Passez donc prendre un café, disent tous les jours un million de Libanais adultes à l’autre million. Du coup, un gros business noir se profile, avec un leader, Najjar.

C’est par le truchement des machines à café espresso dont il assurait la gestion dans les années 50 que Michel Najjar a pris goût au commerce du café. Le tournant décisif a eu lieu en 1967, lorsqu’il entreprit de se lancer dans la torréfaction du café vert acheté sur le marché local. Première production : inauguration du comptoir de vente, acquisition d’une voiture de distribution. Les développements depuis ce moment n’ont plus cessé de se succéder.
Converti à 95 % à la production du café turc et à 5 % à celle de l’espresso, Najjar estime aujourd’hui qu’il est leader du marché, avec une part de 35 %. D’après eux, le second producteur au classement ne détiendrait que 11 %. Les produits Najjar sont exportés vers les cinq continents, notamment aux États-Unis, en Australie, au Brésil, dans les capitales européennes, bref là où se trouvent des colonies d’émigrés libanais et arabes.
Pour Georges Michel Najjar, président de la société, le moteur de la production est l’amélioration continuelle des normes de production. Dernière acquisition en date, une machine unique en son genre au Moyen-Orient qui fait suite à l’investissement, il y a 4 ans, de 8 millions $ pour l’achat de nouvelles machines.
Grâce à cet investissement, la capacité de production des usines Najjar est de 45 tonnes par jour. «Il est vrai que nous ne fonctionnons pas actuellement de manière à donner notre plein rendement. Mais notre capacité de production relève d’une décision stratégique, celle d’une région pacifiée et de frontières ouvertes, notamment avec l’Irak et la Syrie», précise M. Najjar. En attendant l’exploitation des 6 000 m2 d’usine et grâce au labeur des 210 employés, le concept du café Najjar continue de grandir. Deux franchises, l’une en Arabie saoudite et l’autre à Bahrein, ont été vendues. En effet, grâce à l’ouverture des cafés situés l’un à Zalka et l’autre à Achrafieh, Najjar a promu la pause-café traditionnelle libanaise en concept moderne et qui s’exporte. «Celui-ci est d’ailleurs adapté au rythme de la vie d’aujourd’hui, puisque nous avons pu mettre au point une machine à café turc, pour les bureaux, qui permet de préparer la tasse en 36 secondes. Mais je continue à croire, confie M. Najjar, que boire son café debout en circulant est une hérésie. Par contre, il n’y a rien comme la pause-café pour se ressourcer».

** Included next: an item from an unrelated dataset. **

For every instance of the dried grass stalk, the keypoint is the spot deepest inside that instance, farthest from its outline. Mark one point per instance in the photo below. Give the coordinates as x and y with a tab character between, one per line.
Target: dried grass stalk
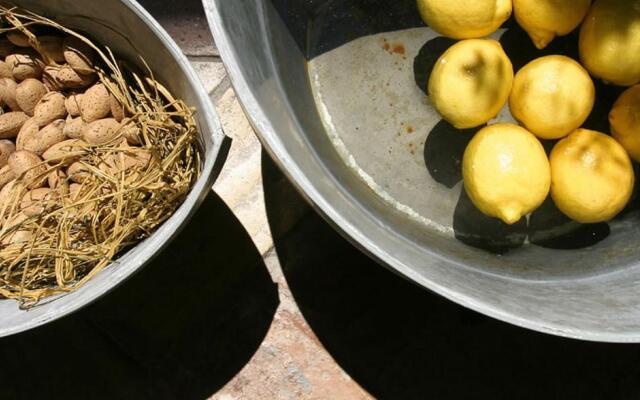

Torréfier le grain du café, c’est en raccourci, le noircir. Plutôt que d’être soumis au contact direct de la flamme, les grains subissent le souffle d’induction de l’air chaud. Grâce à cette technique révolutionnaire adoptée par Najjar, les grains reçoivent une chaleur homogène qui passe graduellement de 30 à environ 200º. D’autres paramètres comme le contrôle de la vitesse de l’air et de son volume se greffent sur cette technologie.

Les grains sont torréfiés par lots de 300 kg à la manière moderne entièrement automatique et informatisée. Cette méthode permet d’obtenir la régularité dans la saveur. Avec la torréfaction, la haute température permet l’évaporation de l’eau contenue dans le grain et qui représente entre 11 et 14,8 % du poids. La seconde phase élève la température encore une fois et fait subir au grain une pression telle qu’il “craque”. Enfin, la majoration de la température permet la cristallisation du sucre contenu dans le grain à 8 % et la libération des acides. Pour obtenir un café turc, on élimine sa teneur en acide, alors qu’on le garde pour la fabrication de l’espresso.

C’est en tablant sur les variantes du dosage du sucre, des acides et de l’amertume dans le grain qu’on peut obtenir une variété innombrable d’arômes. L’équilibre ainsi obtenu est stabilisé grâce au processus de refroidissement qui se fait par étapes… en réduisant la température à 110ºC puis à 70ºC. À partir de ce seuil, l’arôme, au départ précaire, est définitivement stabilisé autour de 34º environ.

C’est en partie grâce à son laboratoire, avec des outils de mesure et d’analyse, que Najjar préserve sa position de leader sur le marché. Des tests répétitifs sont menés sur le corps gustatif du café et de ses composantes. Lectures de la couleur, de la teneur en eau, en crème viennent orienter au quotidien les options de la production.